The confidence that the new is more likely than not to represent an improvement over the old goes with a new appraisal of the ages of man. Up to that time it was natural to believe that in looking back into the past we look into a perspective of greater age and maturity. We latecomers are the heirs of more inspired times, the recipients of a wisdom so much “older” than ourselves. A strangely persuasive, perspectival illusion was at work in this belief: What comes to us from the remote past has acquired the superiority of great age by the fact that it has been transmitted for so long, and the age of the thing transmitted is somehow transferred to the source that produced it. It was a curiously startling discovery of the obvious when the sixteenth and seventeenth century moderns contended that we moderns are the older ones; that mankind in times past was younger, thus more prone to the errors of childhood; that greater maturity was on our side, and that we, taught and disenchanted by the errors of the past, are better fitted to tackle the questions of nature and man.

Thus emerges the novel evaluation of modernity as an asset.

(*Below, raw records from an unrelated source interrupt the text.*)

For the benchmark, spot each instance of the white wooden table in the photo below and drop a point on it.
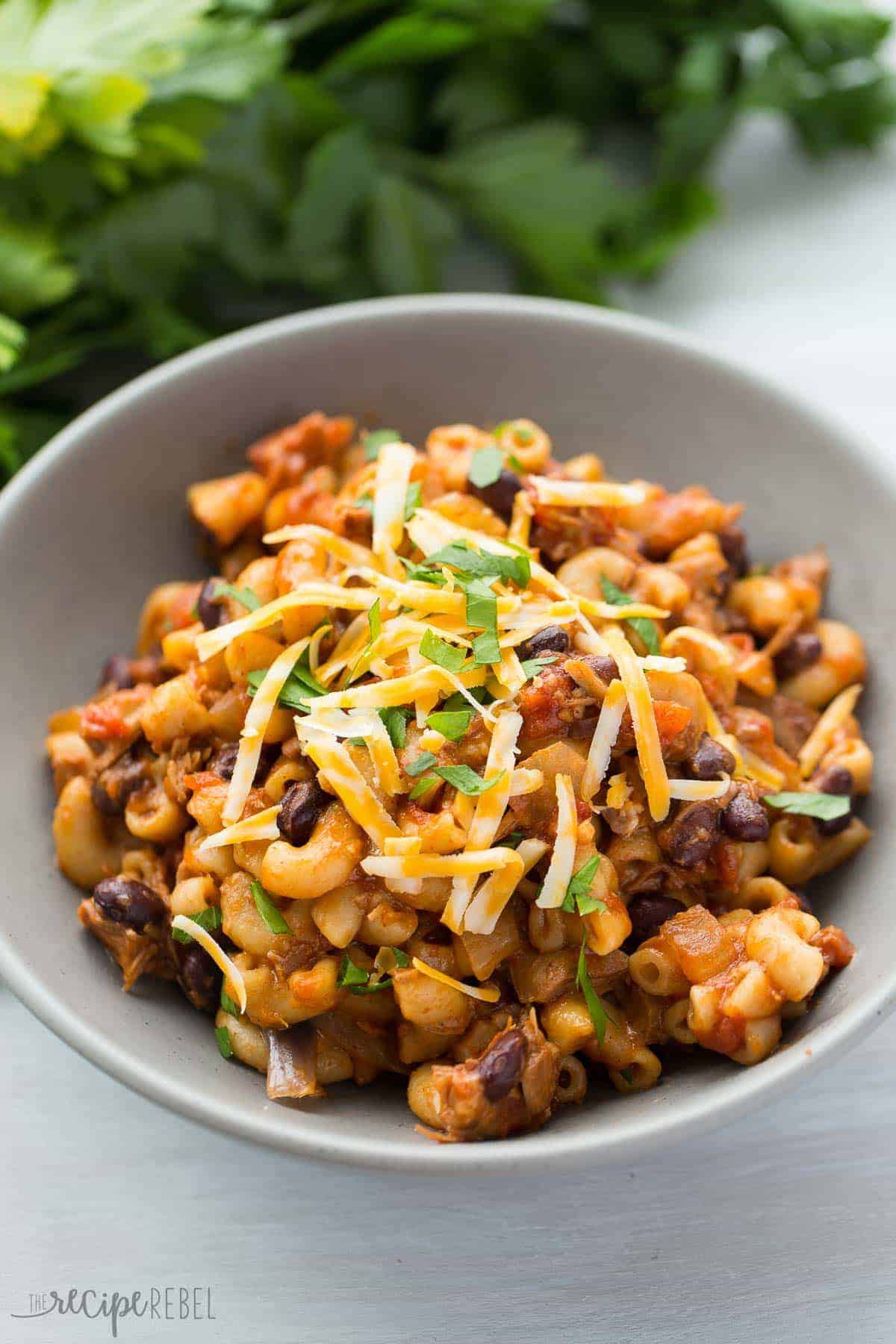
(782, 1228)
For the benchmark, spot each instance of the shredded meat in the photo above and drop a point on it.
(505, 1090)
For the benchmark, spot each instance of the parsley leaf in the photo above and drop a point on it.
(597, 1011)
(225, 1046)
(267, 910)
(487, 648)
(822, 806)
(576, 894)
(395, 719)
(534, 665)
(642, 625)
(243, 596)
(207, 920)
(485, 465)
(452, 725)
(297, 690)
(375, 620)
(441, 652)
(375, 440)
(421, 764)
(467, 780)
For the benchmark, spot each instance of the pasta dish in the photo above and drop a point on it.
(473, 766)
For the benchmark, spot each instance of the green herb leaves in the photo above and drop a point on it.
(243, 596)
(267, 910)
(450, 724)
(207, 920)
(359, 981)
(299, 688)
(597, 1011)
(485, 465)
(642, 625)
(822, 806)
(576, 894)
(441, 652)
(375, 440)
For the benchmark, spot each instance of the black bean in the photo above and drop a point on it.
(605, 667)
(647, 913)
(837, 780)
(208, 606)
(223, 761)
(500, 494)
(300, 809)
(694, 833)
(117, 671)
(553, 638)
(800, 653)
(113, 786)
(501, 1065)
(734, 547)
(198, 974)
(129, 902)
(709, 759)
(744, 819)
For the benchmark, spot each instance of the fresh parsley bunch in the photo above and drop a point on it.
(173, 168)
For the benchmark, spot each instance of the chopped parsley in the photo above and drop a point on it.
(576, 894)
(395, 719)
(243, 596)
(225, 1046)
(207, 920)
(421, 764)
(822, 806)
(359, 981)
(642, 625)
(375, 440)
(267, 910)
(441, 652)
(597, 1011)
(485, 465)
(297, 690)
(534, 665)
(450, 724)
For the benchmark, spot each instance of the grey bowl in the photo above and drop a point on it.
(99, 519)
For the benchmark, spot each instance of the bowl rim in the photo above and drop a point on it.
(726, 1100)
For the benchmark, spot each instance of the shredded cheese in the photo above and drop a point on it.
(485, 909)
(563, 856)
(254, 727)
(554, 490)
(470, 863)
(394, 467)
(485, 994)
(233, 974)
(308, 594)
(261, 827)
(603, 739)
(685, 635)
(489, 811)
(647, 735)
(699, 791)
(359, 800)
(835, 717)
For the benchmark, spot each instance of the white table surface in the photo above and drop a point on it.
(781, 1228)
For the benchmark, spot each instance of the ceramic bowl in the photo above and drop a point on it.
(99, 517)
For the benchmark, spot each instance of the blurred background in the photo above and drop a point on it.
(171, 169)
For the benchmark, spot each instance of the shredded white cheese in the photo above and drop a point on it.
(233, 974)
(563, 856)
(603, 739)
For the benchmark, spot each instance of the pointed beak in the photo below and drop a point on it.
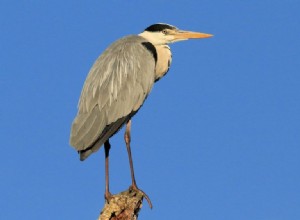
(184, 35)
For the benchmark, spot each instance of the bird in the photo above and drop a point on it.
(117, 86)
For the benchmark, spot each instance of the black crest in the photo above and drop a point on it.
(159, 27)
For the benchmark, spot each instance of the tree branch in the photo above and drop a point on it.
(123, 206)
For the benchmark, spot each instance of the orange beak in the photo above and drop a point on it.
(182, 35)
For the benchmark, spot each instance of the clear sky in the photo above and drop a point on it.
(218, 137)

Instead of being depreciated as the lot of epigones, it is extolled as the chance for us to break the ancient idols and start mankind on its true road. A rising tide of distrust of historical authority, and indeed of all authority in matters of truth, joins itself with a confidence of contemporary man in his power to go it alone, and to discover truth and value by his own lights. This twin combination of distrust and self-confidence puts the revolutionary stamp on the movement of thought that started in its sign. The break with the past as such was partly overlaid by the enlistment of the remoter past of classical Antiquity, then eagerly rediscovered, as an ally in the break with the immediate past of the Middle Ages. But important as was the lesson of pre-Christian, secular Antiquity in the early stages (and much that was forgotten had simply to be relearned), in the end its heritage too was included in the general verdict on the past, and the great masters of the revolution, once it had become fully conscious of itself, could discard the crutches of the Ancients with sovereign disdain. “That wisdom which we have derived principally from the Greeks is but the boyhood of knowledge,” Francis Bacon said at the opening of his New Organon.

What is truly unique, however, is that the break was not a one-time event where innovation occurs only at the beginning. In all the other great breaks in history, among them the greatest of all, the irruption of Christianity into the ancient world, the authority of the revolutionary founders soon hardened into a new orthodoxy. The break at the beginning of the modern age embodied a principle of innovation in itself which made its constant further occurrence mandatory. As a consequence, the relation of each phase to its own preceding past – itself a phase of the revolution – remained that of critique and overcoming for the sake of further advance. In the sign of permanent progress, all history becomes what Nietzsche later called “critical history.” This, as we have suggested, may be a kind of “orthodoxy” itself, that is, a settled routine, but it surely is a very dialectical kind. It made the revolution permanent, irrespective of whether its agents were still revolutionaries.